The earliest piece here, the brilliant, light-hearted Overture, is full of dash and swagger. It is hard to believe that this short ebullient piece was composed during the German occupation of Poland. Of course, it had to wait until the end of the war to receive its first performance. The structure of the piece is straightforward: an effervescent and lively Allegro section, a slower central section capped by a final Allegro, and a triumphant conclusion.
Bacewicz wrote the Piano Concerto for the Fryderyk Chopin Composition Competition organised by the Polish Composers’ Union to celebrate the centennial of Chopin’s death. Anastasia Belina’s useful and well-documented insert notes – which I wish to acknowledge with gratitude – say that the first prize was not awarded and that the second prize went to Bacewicz. At the world première in November 1949, Stanisław Szpinalski was accompanied by the Warsaw Philharmonic Orchestra under Andrzej Panufnik. There are fairly typical three movements. The opening Allegro moderato has two contrasting themes based on traditional Polish songs. The slow movement also features a folk song, presented in variations. The Molto allegro finale is in the manner of a rustic dance. This is an accomplished example of Bacewicz’s folk-inflected Neo-classicism. Bartók’s Third Piano Concerto occasionally comes to mind.
Bartók’s influence reemerges in the superb Music for Strings, Trumpets and Percussion. The title carries a rather obvious debt to his masterpiece, Music for Strings, Percussion and Celesta, even if Bacewicz’s idiom may not be quite as progressive. I have a soft spot for this work: it was the first music of hers I ever heard (a long-deleted Philips LP devoted to contemporary music). Again, she favours the three-movement layout. The percussion – xylophone, celesta, timpani and side-drum – is grouped differently in each movement: the drums and celesta in the first, celesta in the second, xylophone in the finale. The first movement is a sonata Allegro with two main melodic ideas. The second movement begins with what might be described as a concertante of solo instruments or their groups; the strings adds to the overall picture, and there is added warmth from the trumpets. The movement ends with the solitary trumpets softly sighing. The music evaporates before launching into the high-spirited Vivace finale, which at times briefly alludes to some earlier material.
This is clearly an homage to Bartók, but Bacewicz remains true to herself in avoiding any attempt at imitation. This is a great work which should be heard more often. Such beautifully crafted music repays repeated hearings.

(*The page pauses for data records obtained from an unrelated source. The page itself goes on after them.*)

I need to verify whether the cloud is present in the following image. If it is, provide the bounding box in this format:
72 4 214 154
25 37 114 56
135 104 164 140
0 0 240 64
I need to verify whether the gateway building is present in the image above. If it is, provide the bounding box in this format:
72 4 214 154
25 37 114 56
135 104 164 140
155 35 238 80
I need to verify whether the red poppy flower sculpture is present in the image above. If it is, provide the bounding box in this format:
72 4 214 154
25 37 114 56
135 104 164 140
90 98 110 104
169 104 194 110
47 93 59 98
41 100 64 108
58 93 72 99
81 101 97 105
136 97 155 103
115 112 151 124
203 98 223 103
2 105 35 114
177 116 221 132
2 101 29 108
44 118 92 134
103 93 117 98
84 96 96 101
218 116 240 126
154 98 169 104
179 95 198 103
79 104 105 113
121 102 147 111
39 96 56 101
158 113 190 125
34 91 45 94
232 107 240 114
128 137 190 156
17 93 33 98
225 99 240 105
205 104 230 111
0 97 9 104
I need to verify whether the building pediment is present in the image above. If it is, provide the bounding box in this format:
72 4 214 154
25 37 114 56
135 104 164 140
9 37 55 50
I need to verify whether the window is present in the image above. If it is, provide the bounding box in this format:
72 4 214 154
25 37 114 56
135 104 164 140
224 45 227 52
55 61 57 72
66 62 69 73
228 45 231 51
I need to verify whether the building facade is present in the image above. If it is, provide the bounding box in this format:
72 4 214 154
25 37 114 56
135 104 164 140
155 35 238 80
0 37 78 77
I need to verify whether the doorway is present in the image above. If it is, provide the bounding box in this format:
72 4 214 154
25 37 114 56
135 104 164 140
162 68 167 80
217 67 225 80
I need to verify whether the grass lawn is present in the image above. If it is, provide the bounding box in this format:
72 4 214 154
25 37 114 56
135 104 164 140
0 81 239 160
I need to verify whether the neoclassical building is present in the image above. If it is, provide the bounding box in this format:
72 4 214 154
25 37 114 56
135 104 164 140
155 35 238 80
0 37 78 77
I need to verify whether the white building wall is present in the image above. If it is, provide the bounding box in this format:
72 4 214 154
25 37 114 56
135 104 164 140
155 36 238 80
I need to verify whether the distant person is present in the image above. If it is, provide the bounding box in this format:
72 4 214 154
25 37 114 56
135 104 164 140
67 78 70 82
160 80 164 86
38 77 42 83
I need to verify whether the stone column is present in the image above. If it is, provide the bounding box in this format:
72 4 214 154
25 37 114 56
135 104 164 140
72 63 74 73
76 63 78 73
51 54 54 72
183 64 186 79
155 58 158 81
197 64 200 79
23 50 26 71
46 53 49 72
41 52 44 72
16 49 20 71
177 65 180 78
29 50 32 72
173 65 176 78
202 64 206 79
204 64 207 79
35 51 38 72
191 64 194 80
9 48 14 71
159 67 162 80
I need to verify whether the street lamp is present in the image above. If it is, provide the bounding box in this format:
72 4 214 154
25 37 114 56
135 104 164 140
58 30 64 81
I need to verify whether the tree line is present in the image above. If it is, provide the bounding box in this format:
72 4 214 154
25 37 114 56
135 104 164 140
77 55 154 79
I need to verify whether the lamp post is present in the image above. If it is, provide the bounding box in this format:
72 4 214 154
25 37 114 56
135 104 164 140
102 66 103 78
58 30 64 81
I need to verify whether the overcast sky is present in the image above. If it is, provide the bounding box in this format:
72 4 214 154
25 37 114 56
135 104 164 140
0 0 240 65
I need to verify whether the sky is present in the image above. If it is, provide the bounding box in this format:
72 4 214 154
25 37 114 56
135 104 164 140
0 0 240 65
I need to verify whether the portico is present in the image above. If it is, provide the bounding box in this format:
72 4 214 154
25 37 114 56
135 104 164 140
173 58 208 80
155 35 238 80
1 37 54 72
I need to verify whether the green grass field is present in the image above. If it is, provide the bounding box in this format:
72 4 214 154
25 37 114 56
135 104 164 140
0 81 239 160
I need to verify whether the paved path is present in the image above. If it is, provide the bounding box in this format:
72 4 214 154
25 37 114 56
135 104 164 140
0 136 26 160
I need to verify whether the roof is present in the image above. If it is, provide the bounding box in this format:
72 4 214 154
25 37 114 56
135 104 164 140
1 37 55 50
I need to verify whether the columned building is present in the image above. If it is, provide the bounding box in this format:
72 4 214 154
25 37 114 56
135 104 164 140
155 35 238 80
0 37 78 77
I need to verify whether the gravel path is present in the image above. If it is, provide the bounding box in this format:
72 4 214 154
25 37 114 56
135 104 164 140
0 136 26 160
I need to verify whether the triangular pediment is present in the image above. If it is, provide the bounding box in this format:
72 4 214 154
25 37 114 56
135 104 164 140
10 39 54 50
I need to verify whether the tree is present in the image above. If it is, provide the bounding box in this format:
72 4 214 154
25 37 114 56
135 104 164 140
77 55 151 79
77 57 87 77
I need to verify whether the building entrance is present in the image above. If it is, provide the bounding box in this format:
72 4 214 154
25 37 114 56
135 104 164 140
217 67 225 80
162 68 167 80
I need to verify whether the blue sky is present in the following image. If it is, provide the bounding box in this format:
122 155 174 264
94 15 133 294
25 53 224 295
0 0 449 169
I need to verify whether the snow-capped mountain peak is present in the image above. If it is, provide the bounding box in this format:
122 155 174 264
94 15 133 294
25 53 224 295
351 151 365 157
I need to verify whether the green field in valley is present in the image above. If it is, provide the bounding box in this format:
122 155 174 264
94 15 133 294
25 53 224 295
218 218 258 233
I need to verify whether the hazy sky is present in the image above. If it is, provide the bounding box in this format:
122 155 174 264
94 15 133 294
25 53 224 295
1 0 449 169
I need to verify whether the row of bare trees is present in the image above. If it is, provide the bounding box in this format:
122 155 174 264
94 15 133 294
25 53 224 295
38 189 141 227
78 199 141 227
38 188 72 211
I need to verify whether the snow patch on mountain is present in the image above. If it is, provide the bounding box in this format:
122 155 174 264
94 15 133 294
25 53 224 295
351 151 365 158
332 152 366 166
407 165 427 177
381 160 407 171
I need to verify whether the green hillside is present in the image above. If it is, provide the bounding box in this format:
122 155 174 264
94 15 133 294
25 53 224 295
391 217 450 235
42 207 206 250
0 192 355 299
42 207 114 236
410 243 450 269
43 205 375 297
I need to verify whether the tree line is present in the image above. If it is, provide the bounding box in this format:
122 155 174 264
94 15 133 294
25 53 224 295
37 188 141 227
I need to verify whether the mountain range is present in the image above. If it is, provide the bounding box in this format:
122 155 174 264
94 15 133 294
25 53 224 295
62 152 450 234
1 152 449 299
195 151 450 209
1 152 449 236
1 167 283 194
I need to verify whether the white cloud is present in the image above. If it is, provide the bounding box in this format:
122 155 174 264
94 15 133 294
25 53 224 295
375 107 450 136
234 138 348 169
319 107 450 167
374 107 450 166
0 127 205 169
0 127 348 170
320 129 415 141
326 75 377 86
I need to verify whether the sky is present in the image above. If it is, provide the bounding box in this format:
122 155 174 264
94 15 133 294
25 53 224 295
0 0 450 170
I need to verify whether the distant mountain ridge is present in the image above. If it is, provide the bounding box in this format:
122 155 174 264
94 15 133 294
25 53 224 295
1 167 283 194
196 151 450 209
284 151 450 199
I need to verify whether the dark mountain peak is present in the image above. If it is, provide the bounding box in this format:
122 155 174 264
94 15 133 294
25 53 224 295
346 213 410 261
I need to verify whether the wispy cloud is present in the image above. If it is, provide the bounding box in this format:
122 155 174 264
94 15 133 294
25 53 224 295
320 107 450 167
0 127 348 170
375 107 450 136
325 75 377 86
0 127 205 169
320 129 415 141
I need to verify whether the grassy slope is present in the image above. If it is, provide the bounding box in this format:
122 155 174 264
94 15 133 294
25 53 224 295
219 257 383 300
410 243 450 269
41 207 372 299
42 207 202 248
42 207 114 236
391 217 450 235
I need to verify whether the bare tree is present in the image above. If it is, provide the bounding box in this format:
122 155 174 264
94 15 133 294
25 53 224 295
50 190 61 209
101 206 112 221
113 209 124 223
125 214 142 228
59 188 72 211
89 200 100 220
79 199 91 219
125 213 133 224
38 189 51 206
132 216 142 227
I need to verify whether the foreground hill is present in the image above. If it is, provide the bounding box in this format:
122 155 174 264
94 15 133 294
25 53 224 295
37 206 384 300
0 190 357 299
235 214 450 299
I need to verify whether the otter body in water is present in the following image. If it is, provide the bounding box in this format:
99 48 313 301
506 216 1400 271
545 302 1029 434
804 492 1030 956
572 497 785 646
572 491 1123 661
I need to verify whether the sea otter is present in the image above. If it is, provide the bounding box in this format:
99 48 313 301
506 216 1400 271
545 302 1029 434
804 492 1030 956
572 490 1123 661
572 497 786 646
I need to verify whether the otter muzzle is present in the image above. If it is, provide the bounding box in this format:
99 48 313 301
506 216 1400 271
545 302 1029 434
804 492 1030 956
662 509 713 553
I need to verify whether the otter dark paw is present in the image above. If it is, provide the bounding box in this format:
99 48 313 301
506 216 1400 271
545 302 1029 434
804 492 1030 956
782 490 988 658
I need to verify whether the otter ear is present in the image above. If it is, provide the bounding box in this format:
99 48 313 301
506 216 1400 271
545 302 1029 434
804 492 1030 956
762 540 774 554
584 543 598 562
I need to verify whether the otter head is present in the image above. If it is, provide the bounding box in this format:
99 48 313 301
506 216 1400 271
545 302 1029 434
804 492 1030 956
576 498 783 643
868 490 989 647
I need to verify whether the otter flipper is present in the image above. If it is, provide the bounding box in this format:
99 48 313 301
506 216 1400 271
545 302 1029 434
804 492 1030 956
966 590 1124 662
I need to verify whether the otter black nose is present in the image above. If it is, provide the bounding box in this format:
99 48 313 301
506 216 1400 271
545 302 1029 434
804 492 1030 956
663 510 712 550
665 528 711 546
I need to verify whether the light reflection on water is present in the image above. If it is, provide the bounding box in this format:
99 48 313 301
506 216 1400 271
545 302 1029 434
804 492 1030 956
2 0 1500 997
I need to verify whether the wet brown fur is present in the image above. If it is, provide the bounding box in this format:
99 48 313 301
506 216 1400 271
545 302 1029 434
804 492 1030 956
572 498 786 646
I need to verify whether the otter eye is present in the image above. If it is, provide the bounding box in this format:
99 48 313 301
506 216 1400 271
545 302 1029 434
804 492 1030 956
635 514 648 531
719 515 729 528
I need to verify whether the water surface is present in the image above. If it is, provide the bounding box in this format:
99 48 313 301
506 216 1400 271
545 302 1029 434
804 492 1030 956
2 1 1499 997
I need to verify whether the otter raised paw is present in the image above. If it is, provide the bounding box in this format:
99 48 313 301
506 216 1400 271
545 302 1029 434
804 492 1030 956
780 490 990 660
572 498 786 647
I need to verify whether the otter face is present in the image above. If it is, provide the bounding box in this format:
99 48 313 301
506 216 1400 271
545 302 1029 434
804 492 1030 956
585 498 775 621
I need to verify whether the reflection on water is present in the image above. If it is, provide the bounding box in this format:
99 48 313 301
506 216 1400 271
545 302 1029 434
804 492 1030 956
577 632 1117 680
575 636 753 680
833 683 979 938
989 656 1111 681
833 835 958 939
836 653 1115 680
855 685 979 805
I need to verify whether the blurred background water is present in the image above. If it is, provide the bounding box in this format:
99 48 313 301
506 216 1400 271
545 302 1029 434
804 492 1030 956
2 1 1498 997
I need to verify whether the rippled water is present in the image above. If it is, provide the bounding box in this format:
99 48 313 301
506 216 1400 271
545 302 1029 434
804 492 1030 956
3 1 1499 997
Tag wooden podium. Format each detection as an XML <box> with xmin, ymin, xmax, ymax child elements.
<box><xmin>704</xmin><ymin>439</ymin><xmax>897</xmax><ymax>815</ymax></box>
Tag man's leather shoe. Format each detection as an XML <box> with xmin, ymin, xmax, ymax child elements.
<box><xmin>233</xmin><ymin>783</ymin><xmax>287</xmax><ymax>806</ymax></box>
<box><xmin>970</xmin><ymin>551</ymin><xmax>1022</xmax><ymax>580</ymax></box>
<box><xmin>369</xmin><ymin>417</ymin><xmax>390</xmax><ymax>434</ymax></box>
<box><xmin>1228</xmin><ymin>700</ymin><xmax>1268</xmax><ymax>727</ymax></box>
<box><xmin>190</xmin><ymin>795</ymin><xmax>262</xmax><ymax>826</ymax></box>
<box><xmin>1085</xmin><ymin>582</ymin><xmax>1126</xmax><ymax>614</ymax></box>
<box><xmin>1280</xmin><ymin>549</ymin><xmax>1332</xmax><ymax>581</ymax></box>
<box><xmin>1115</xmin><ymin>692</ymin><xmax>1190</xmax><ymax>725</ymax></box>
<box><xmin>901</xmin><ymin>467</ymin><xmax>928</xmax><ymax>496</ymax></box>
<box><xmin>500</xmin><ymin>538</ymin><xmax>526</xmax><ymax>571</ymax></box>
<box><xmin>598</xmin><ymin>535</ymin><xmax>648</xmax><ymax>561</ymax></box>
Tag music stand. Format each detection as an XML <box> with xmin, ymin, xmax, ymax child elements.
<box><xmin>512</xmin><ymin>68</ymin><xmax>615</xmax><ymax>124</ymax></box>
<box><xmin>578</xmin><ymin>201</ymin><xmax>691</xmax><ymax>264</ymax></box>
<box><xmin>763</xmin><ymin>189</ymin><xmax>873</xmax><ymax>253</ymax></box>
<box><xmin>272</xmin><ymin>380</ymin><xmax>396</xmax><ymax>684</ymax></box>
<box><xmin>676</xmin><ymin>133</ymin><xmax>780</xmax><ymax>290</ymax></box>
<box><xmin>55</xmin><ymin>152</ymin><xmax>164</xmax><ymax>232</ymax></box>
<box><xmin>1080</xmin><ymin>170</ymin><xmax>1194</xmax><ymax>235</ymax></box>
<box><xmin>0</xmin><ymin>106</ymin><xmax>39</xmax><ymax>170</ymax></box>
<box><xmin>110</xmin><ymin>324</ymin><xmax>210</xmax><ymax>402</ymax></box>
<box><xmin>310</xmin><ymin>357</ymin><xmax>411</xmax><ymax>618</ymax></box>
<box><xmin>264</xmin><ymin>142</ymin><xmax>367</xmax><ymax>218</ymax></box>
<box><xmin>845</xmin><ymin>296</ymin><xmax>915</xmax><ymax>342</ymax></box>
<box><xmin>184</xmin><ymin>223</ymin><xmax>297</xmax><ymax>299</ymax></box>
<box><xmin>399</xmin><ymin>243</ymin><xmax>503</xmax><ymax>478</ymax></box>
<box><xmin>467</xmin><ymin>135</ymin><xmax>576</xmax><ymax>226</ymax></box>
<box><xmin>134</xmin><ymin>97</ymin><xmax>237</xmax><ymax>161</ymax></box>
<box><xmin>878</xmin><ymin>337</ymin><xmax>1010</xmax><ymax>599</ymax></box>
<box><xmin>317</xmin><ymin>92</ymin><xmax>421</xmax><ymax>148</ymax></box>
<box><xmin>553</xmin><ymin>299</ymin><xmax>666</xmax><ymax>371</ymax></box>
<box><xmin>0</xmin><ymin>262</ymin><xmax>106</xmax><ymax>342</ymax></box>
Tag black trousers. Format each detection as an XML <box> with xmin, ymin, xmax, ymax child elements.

Influences aside, Bacewicz has always felt free to go her own way. The Concerto for Two Pianos and Orchestra is closer to more radical-sounding music such as Kazimierz Serocki’s Forte e piano from 1967, also for two pianos and orchestra. Bacewicz’s music is now more overtly dissonant, and dispenses with obvious thematic material in favour of sonic textures in which rhythm has the upper hand. Still, she never discards form, which she had always considered important. The Concerto, a far cry from the earlier Piano Concerto, is a tough nut indeed, but one worth cracking. This is yet another achievement which one is not likely to hear often. One must be grateful to Ondine and all concerned here for allowing us repeated hearings of this significant piece. At any rate, I regularly return to it; it does not yield all its riches in a single hearing.
This is a superb release, wonderfully performed and in excellent recorded sound. People interested in Bacewicz’s music should not hesitate.